Monday, June 13, 2011

Obama And Wall Street: Romance Renewed

After their fake break up, everyone is friends again!
WASHINGTON — A few weeks before announcing his re-election campaign, President Obama convened two dozen Wall Street executives, many of them longtime donors, in the White House’s Blue Room.

The guests were asked for their thoughts on how to speed the economic recovery, then the president opened the floor for over an hour on hot issues like hedge fund regulation and the deficit.


Mr. Obama, who enraged many financial industry executives a year and a half ago by labeling them “fat cats” and criticizing their bonuses, followed up the meeting with phone calls to those who could not attend.


The event, organized by the Democratic National Committee, kicked off an aggressive push by Mr. Obama to win back the allegiance of one of his most vital sources of campaign cash — in part by trying to convince Wall Street that his policies, far from undercutting the investor class, have helped bring banks and financial markets back to health.

Last month, Mr. Obama’s campaign manager, Jim Messina, traveled to New York for back-to-back meetings with Wall Street donors, ending at the home of Marc Lasry, a prominent hedge fund manager, to court donors close to Mr. Obama’s onetime rival, Hillary Rodham Clinton. And Mr. Obama will return to New York this month to dine with bankers, hedge fund executives and private equity investors at the Upper East Side restaurant Daniel.

“The first goal was to get recognition that the administration has led the economy from an unimaginably difficult place to where we are today,” said Blair W. Effron, an investment banker closely involved in Mr. Obama’s fund-raising efforts. “Now the second goal is to turn that into support.”

The president’s top financial industry supporters say they are confident that the support Mr. Obama needs will ultimately be there, despite the financial industry’s unhappiness over his efforts to tighten regulation of their businesses. But it is clear that those supporters will have to work much harder to win over the financial services industry than they did in 2008, before Wall Street’s bust, the subsequent clashes over policy and the sometimes bitter personal differences that lingered afterward.
I'm sure the discussion over those "hot button issues" was intense.

The Deficit: "The only thing that is off the table is enforcing our corporate tax laws"

Hedge fund regulation: "Uhhh, maybe later?"

Jail: "Don't worry, Holder's got his priorities in order!"

I also love that these TITANS OF CAPITALISM have the emotinal makeup of middle school lovers. Yeah, he gave us tons of money, protected our bonuses and refuses to prosecute the fraud we commited... but he called us "fat cats" and WORDS HURT!

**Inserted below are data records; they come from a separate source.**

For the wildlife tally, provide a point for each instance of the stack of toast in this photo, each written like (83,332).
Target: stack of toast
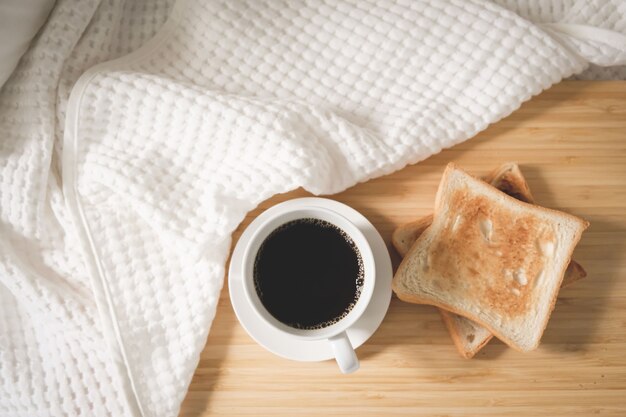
(489,258)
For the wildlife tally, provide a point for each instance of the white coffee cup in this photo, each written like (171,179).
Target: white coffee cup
(335,333)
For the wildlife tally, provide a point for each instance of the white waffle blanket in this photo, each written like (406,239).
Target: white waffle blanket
(117,202)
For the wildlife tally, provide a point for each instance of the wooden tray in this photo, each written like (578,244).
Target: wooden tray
(571,145)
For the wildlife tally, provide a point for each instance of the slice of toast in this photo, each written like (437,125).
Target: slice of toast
(491,258)
(470,337)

Ratcheting up the stupid, the article includes a quote from a hedge fund manager who supported Obama in 2008 but is backing Romney this time because "I’m really not an ideological guy, and I think the country right now needs more practical, less partisan people." (Vomit everywhere)

And going back to the depressing, this section seems pretty telling:
To offset those defections, Mr. Obama’s campaign has deployed a corps of loyal Wall Street supporters who have fanned out to defend the president’s record and stoke fatigued donors. They include Robert Wolf, the chief executive of UBS Group Americas; the hedge fund managers Orin S. Kramer and Eric Mindich; and Mark T. Gallogly, a co-founder of Centerbridge Partners.

Mr. Mindich and Mr. Wolf were among those at the White House meeting, along with some prominent names from the hedge fund world: James G. Dinan of York Capital Management, Glenn Dubin of Highbridge Capital Management and Paul Tudor Jones.

Members of the president’s economic team and his chief of staff, William M. Daley, a former banking executive, have been more active in reaching out to Wall Street executives about policy issues, donors said, along with Mr. Messina and Patrick Gaspard, the D.N.C.’s executive director.


The campaign and its allies are also seeking to recruit a new group of high-level bundlers, supporters who recruit other donors. They include Antonio Weiss, the global head of investment banking at Lazard; Charles Myers, a senior managing director at Evercore Partners; and James E. Staley, the head of JPMorgan Chase’s investment bank.

The campaign is also courting prominent Wall Street figures who could serve as Mr. Obama’s ambassadors at firms known for leaning Republican: Lenard B. Tessler, a managing director at Cerberus Capital who donated to Mr. Romney and Mrs. Clinton in 2008, and Hamilton E. James, the president of the private equity behemoth Blackstone.
It should also be noted that with this much attention focused on courting this class of donors, issues that matter to these donors will take priority. Issues that don't, wont.

There's not a high unemployment rate among hedge fund managers, in case you haven't noticed.